China rüstet Russlands Krieg nach — die Chip-Spur
Vierzig Prozent. So viel mehr Dual-Use-Güter fließen aus chinesischer Produktion nach Russland als noch vor zwei Jahren. Das ist keine Handelsstatistik. Das ist Munition.
Ich habe Schaltpläne gelesen, bevor ich Schlagzeilen geschrieben habe. Integrierte Schaltkreise aus Shenzhen landen in Navigationssystemen von Marschflugkörpern. Mikrochips aus Wuxi stabilisieren die Lenkung elektronischer Kriegssysteme. Wer liefert, was Moskau nicht selbst fertigen kann, der verlängert diesen Krieg um genau die Tage, die er noch dauert.
Selenskyj hat recht, skeptisch zu sein. Peking sagt, es liefere keine Waffen. Stimmt formal. Es liefert die Hirne, ohne die diese Waffen blind wären. Der Unterschied ist rhetorisch, nicht militärisch.
Die EU zieht nach: 18. und 19. Sanktionspaket, gesenkte Ölpreisobergrenze, Schattenflotte unter Druck, Finanzkanäle zugedreht. Gut. Aber Sanktionen treffen den, der keinen Ersatz hat. China ist Ersatz. Solange Peking liefert, schließt Brüssel ein Ventil und Moskau öffnet das nächste.
Die Dual-Use-Liste wurde aktualisiert. Neue Technologien, sofortige Compliance. Schön. Compliance funktioniert in Sitzungssälen. An der Grenze funktioniert Bargeld.

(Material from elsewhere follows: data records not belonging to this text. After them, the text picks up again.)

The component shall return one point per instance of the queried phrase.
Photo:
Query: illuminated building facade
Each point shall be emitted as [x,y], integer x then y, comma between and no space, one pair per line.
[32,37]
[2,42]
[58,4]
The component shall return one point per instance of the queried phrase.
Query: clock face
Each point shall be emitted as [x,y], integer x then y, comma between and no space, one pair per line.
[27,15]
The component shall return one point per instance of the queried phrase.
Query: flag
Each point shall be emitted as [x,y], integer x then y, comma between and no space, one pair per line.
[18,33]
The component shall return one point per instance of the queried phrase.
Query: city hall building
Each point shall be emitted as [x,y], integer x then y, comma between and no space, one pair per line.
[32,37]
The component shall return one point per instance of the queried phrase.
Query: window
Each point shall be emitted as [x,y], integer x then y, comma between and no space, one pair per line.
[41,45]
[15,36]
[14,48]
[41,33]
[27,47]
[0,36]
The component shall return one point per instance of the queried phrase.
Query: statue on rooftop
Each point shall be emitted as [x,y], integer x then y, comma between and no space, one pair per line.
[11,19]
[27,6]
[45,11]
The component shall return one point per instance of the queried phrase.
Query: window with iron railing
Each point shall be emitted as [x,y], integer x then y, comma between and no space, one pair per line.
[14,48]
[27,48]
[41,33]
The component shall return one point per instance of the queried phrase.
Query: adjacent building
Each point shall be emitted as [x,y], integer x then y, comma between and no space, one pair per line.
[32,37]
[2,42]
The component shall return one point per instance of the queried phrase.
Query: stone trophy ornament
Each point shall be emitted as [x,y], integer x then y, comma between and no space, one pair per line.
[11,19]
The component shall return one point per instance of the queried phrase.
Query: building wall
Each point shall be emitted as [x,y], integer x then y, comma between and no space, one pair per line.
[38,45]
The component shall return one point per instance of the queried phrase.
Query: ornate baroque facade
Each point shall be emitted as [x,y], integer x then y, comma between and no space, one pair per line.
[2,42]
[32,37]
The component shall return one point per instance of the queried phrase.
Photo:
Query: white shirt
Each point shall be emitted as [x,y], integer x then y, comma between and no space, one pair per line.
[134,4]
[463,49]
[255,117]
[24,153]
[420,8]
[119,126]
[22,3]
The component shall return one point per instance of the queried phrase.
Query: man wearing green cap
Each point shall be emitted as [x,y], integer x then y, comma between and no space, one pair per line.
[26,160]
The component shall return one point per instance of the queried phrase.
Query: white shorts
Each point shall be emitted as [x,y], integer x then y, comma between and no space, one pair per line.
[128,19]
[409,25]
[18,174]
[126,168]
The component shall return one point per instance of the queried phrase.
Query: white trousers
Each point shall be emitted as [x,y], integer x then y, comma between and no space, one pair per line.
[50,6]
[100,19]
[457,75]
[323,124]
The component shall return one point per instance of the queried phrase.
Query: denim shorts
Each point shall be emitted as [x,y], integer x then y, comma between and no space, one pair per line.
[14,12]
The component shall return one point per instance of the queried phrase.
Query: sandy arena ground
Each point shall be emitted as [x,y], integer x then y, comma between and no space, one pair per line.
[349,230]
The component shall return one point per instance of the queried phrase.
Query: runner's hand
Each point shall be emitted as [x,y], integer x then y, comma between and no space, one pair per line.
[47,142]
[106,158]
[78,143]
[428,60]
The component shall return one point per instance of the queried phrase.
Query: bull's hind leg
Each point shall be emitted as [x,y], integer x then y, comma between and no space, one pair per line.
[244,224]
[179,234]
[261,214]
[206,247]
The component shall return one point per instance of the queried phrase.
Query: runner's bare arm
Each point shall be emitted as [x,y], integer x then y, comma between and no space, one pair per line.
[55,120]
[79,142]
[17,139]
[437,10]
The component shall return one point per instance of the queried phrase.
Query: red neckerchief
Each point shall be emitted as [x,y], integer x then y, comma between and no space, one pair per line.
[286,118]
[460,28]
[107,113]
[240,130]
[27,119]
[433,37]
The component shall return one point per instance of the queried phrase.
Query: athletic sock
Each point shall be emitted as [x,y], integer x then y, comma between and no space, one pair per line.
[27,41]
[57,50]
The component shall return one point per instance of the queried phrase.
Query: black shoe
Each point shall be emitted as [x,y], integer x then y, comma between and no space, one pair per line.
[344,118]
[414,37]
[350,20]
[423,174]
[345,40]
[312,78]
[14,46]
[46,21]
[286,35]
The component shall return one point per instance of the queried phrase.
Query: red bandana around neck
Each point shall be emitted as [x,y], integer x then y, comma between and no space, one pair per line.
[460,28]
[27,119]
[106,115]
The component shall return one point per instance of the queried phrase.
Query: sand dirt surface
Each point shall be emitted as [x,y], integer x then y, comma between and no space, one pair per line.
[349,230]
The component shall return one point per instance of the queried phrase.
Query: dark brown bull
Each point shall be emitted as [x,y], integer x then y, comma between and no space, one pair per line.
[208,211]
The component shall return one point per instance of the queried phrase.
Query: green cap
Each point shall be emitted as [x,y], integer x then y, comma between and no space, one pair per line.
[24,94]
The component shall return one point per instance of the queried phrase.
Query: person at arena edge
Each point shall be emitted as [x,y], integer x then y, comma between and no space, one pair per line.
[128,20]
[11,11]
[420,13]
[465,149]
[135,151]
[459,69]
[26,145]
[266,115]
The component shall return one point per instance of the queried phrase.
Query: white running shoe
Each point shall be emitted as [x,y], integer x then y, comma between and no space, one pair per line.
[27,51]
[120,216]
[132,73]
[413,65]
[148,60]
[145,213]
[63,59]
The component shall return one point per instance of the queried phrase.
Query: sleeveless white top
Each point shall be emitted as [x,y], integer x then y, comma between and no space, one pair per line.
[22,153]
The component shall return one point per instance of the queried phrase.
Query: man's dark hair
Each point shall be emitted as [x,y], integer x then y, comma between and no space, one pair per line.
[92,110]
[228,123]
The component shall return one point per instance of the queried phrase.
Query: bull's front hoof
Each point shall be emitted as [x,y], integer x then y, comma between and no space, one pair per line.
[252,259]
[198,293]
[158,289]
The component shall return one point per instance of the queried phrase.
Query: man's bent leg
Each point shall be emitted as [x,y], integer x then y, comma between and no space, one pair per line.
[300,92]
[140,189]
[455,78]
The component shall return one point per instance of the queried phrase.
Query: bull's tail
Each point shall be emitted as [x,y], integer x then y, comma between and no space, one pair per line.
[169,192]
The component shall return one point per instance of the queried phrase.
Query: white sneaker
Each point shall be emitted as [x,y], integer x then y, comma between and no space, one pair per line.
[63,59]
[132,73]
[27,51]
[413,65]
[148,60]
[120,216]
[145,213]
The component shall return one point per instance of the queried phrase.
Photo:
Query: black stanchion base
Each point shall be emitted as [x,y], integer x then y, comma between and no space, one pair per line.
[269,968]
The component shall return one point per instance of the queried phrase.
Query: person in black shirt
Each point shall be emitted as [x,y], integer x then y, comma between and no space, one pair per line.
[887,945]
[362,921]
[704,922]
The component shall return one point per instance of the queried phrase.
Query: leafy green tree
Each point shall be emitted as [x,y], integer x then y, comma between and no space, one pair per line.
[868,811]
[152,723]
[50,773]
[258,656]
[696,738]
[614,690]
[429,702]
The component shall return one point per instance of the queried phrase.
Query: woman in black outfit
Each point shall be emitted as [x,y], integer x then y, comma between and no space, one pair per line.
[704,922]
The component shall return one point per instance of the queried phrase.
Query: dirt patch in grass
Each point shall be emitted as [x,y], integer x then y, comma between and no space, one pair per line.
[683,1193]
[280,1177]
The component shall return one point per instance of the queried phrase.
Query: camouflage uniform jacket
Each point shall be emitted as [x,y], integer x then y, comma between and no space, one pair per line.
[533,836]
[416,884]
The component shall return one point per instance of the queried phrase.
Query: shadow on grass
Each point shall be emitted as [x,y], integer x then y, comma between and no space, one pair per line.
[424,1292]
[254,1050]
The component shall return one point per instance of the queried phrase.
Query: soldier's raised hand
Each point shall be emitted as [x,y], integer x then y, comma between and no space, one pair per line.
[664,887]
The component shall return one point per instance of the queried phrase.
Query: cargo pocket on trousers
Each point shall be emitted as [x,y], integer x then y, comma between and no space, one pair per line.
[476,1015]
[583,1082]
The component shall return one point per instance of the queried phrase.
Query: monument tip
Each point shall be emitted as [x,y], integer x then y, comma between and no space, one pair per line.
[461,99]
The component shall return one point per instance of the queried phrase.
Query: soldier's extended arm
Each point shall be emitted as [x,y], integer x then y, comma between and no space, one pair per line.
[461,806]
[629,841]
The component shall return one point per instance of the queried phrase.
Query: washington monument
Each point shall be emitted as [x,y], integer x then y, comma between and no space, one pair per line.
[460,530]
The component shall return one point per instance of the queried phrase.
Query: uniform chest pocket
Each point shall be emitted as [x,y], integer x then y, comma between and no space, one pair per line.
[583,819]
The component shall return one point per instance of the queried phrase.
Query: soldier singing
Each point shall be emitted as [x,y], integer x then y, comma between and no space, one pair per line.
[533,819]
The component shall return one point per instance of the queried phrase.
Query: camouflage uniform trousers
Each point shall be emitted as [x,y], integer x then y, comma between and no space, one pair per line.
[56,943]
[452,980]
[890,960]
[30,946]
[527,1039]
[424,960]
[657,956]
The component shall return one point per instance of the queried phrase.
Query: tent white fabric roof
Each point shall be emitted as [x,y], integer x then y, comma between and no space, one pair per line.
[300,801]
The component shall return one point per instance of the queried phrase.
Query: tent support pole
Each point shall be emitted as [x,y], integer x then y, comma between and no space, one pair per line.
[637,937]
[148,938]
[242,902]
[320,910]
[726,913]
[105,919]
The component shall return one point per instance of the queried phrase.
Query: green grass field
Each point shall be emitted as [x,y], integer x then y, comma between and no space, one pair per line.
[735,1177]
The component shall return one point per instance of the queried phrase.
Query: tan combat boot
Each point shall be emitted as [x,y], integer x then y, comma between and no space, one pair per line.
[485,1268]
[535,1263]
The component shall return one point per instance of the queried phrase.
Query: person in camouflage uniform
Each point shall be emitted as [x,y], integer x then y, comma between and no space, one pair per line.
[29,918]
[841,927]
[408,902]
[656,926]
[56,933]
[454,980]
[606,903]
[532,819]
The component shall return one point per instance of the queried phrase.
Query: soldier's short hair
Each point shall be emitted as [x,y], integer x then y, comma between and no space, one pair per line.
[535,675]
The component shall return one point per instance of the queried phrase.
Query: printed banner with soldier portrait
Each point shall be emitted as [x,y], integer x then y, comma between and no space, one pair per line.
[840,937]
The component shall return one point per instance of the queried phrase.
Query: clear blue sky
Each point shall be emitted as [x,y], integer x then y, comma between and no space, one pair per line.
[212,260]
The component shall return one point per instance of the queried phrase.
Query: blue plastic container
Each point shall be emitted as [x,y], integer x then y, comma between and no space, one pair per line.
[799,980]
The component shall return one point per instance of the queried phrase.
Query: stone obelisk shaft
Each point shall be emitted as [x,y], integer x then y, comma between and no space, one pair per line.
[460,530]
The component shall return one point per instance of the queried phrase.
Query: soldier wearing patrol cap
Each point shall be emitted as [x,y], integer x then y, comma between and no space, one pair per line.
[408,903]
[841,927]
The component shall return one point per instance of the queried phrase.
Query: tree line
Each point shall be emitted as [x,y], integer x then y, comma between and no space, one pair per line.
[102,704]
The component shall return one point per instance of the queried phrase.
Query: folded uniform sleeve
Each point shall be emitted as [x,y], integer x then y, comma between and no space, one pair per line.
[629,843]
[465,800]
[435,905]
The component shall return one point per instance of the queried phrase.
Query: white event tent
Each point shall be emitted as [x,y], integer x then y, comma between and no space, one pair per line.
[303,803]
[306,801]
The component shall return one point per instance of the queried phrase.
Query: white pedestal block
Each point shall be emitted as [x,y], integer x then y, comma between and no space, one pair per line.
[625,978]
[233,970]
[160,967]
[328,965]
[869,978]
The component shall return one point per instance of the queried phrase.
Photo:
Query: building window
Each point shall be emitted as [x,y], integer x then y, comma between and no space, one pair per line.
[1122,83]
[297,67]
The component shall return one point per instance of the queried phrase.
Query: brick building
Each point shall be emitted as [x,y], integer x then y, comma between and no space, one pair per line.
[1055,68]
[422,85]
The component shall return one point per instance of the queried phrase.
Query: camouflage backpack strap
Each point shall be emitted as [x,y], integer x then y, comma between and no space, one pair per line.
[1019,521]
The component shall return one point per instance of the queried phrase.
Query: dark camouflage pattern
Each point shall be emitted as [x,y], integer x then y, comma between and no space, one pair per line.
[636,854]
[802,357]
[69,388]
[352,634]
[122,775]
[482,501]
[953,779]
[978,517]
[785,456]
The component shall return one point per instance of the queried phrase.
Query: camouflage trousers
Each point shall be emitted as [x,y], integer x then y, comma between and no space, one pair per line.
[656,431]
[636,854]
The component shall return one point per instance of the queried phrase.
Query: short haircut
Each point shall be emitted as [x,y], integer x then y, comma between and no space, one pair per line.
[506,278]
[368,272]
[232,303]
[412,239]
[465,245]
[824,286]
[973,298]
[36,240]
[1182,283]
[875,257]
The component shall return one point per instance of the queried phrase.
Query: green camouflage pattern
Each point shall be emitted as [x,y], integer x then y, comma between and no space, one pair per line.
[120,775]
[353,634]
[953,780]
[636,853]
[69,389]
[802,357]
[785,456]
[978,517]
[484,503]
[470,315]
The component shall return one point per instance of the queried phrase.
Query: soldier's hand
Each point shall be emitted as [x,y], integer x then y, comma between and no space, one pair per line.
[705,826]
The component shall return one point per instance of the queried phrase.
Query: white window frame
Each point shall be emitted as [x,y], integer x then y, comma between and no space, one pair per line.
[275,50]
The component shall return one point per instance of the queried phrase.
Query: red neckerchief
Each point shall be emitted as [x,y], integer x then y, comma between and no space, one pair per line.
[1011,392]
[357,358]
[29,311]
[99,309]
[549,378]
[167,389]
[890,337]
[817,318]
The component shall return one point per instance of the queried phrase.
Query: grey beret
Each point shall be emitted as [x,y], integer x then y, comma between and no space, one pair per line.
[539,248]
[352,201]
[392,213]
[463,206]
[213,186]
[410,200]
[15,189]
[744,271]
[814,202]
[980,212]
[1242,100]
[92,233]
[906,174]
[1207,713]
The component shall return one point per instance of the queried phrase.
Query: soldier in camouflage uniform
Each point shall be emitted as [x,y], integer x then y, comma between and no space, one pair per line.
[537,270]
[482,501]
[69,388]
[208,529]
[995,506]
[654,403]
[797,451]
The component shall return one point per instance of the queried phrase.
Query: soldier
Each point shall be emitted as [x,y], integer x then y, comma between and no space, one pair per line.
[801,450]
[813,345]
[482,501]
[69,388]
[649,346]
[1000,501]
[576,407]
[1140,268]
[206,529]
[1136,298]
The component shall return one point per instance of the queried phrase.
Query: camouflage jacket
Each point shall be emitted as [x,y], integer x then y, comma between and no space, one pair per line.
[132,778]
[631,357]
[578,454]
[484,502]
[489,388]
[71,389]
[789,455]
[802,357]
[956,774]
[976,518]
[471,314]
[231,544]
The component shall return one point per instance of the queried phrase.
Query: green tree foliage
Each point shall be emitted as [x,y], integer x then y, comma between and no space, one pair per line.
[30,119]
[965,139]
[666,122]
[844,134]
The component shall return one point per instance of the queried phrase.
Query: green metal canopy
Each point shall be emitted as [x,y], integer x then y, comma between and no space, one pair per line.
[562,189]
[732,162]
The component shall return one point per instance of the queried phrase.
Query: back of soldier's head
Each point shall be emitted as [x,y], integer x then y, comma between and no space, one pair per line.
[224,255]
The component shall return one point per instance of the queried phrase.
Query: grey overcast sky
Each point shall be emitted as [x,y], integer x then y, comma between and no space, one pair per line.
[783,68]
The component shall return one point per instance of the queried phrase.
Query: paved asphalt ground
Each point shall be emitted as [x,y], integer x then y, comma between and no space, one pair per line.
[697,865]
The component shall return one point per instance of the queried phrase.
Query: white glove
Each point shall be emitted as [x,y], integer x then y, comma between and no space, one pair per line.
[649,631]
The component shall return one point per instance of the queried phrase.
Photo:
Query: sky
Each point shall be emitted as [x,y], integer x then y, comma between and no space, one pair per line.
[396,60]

Unklar bleibt, wie lange Peking dem Druck standhält. Die USA stehen wegen eigener Bündnisse in der Kritik. Israel weitet die Arrow-Produktion aus. Andere Baustelle, gleiche Mechanik: Waffen als Antwort auf Waffen als Geschäft.
China steht unter Druck, seine Exporte zu stoppen. Nicht wegen Moral. Wegen Beihilfe. Die Frage ist nicht ob, sondern wann ein Chip aus chinesischer Fertigung in einem russischen System nachweislich einen ukrainischen Soldaten getötet hat — und wer dann noch sagt, das sei keine Waffe.
Jemand in Shenzhen weiß, was in seiner Fabrik hergestellt wird. Jemand in Moskau weiß, was er bestellt. Die Kette ist kurz. Sie ist nur unsichtbar, solange niemand hinschaut.
Ich schaue hin. Und ich sage: 1937 bestellte jemand Stahl. Das bedeutete dasselbe.